The first adjuvanted flu vaccine to offer protection against four strains of influenza has been approved by the European Commission, but it won’t be available in time for the 2020-21 flu season.
The new adjuvanted quadrivalent influenza vaccine (aQIV) is designed to protect the over 65s against two A strains and two B strains of the influenza virus, and contains an additive to boost the immune response in older adults.
It uses the same technology as the adjuvanted trivalent vaccine (aTIV), the main vaccine used for the over 65s in 2018-19, which a Public Health England analysis found to offer 62% effectiveness in people of this age group, who generally have a reduced immune response compared with the 18-64 age group.
Adding the second B strain to the new vaccine can provide additional coverage, particularly in flu seasons where B strains are more dominant, such as 2017-18. In that season, nearly half of all deaths from flu in intensive care units were due to B strain viruses.
Having an effective flu vaccine is seen as vital as the coronavirus pandemic continues to help avoid the ‘double whammy’ on the NHS of a severe flu outbreak coinciding with a future wave of COVID-19 infections. However, before aQIV can be brought into use in the UK, it needs to be recommended by the Joint Committee on Vaccination and Immunisation (JCVI) and the price agreed with the Department of Health and Social Care.

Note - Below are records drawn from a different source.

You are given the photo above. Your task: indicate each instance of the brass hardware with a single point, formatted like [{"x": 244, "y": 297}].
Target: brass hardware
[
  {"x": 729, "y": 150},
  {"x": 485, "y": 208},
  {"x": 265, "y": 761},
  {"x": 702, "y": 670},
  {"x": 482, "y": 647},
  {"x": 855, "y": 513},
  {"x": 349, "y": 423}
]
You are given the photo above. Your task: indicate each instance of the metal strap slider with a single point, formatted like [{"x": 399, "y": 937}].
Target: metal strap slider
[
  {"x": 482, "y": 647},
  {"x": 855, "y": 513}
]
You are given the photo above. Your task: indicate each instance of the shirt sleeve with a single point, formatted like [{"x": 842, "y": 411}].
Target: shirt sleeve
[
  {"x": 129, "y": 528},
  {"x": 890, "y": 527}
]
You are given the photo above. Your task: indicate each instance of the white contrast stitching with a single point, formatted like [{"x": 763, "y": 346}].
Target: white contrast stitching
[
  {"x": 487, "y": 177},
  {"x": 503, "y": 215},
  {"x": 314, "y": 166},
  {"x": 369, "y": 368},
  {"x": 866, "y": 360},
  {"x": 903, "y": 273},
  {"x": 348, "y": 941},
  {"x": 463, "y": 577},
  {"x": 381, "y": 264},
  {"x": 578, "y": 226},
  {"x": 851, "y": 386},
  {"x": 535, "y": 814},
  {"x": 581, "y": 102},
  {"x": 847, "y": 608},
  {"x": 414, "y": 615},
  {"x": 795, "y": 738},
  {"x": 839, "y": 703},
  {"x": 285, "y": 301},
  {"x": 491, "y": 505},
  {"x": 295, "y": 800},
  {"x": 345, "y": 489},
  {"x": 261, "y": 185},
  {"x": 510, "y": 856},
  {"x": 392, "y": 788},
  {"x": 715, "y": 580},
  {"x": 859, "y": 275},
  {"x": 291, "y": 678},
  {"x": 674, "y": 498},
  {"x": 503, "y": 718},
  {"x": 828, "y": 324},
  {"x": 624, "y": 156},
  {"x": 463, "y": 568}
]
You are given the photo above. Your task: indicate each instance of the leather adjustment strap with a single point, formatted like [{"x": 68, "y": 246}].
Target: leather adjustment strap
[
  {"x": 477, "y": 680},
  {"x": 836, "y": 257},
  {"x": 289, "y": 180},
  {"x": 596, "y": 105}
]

Dr Raja Rajaram, Head of Medical Affairs, Europe of the aQIV manufacturer Seqirus, said: ‘In these times, even more than in most, it’s important to have age appropriate vaccines’ – currently aTIV – ‘to help protect against influenza. We know that people who get vaccinated are less likely to become ill with influenza. This will potentially help to keep pressure off health systems during continuing concern over COVID-19.’